Think of a floating city and the first one that comes to mind is Venice. It’s hard not to when the images of gondolas, cobblestone paths, and masks by the canal have been heavily romanticised. But did you know there are more floating cities around the world that you can visit as well?
Technically canal cities, these have been built by city planners thousands of years back to encourage trade in tandem with water transportation. The water surrounding these floating cities also provide a natural protective barrier. Although we now live in modern times and they don’t need the protective barrier from colonists, many of these cities are still using its canals for trade and transportation. After all, why fix something that’s not broken?
Click on the following slideshow and we will introduce four other floating cities around the world you can visit. There’s Wuzhen Water Town in the south of China that features traditional Chinese architecture and is still one of the “ancient” towns of the country. Giethoorn in the Netherlands is perhaps one of the most tranquil floating towns of Europe with plenty of greenery. Each house has their own boat because there are no roads for cars — only water roads to travel to other parts of the town.

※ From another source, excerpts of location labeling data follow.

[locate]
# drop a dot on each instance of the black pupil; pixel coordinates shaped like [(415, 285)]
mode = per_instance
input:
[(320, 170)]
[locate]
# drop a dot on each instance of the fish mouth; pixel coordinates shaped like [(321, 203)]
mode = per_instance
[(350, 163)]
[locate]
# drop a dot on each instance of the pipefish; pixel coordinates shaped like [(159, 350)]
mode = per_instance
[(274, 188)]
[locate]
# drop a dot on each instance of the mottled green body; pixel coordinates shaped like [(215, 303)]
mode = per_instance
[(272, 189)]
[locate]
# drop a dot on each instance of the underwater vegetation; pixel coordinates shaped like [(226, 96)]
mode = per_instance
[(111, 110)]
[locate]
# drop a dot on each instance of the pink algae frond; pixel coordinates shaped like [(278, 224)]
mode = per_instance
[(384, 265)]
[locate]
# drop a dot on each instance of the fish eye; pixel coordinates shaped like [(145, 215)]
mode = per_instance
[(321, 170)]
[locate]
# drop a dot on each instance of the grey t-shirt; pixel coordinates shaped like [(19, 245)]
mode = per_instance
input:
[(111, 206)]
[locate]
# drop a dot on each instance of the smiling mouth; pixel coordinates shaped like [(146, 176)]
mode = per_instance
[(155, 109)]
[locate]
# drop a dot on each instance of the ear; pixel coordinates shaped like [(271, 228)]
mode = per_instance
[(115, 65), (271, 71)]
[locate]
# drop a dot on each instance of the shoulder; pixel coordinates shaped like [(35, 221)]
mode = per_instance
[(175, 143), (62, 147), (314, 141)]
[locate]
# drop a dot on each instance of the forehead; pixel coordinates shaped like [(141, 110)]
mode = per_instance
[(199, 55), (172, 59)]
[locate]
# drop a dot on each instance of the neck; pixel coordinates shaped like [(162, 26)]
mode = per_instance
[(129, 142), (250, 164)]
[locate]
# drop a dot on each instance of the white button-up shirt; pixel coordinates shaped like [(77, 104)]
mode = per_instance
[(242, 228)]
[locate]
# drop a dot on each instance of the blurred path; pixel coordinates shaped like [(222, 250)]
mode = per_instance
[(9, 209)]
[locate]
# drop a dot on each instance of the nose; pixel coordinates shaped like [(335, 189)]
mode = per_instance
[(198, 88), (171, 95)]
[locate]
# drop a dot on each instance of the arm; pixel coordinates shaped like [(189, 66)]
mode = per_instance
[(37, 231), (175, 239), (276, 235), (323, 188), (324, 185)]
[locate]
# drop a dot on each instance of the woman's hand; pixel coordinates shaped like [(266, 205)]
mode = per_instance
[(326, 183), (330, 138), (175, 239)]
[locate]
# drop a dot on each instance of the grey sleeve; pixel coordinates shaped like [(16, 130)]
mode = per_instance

For a different side to France, head over to the floating city of Annecy. Hailed as an ancient town dating all the way back to 3100 B.C., the main waters of the town comes from Lake Annecy. Enjoy the town’s perpetual French summer vibes, framed by the mountains of Dents de Lanfon, Lanfonnet, and La Tournette.
Finally, St. Petersburg in Russia is also a floating city, but that fact seems to always be overlooked. The stunning city with its weird and wonderful architecture is built on over 100 islands, connecting the city to Neva River and outwards to the sea. Feel a sense of wanderlust floating around you? Click to see the gallery and captions of these floating cities.
Wuzhen Water Town lies in the northern part of Tongxiang City, Zhejiang Province.
(Image: Rui Travel)
Wuzhen Water Town is one of the typical ancient towns in southern China, floating in tranquillity.
There are no paved roads, only water roads where residents use to get to the other parts of town in Giethoorn.
If you dislike the hustle and bustle of Venice, Giethoorn is your next best bet of a European water town.
Annecy in France leads out to Lake Annecy, the third largest lake in France.
Annecy is framed by the beautiful mountains of Dents de Lanfon, Lanfonnet, and La Tournette.
Unbeknownst to most, St. Petersburg in Russia is actually a floating city, built above over 100 islands.
The city was appointed Russia’s newest capital in 1712 thanks to its strong presence in trade, as well as its canals.
Go for the classical and baroque facades, stay for the grand canal experience.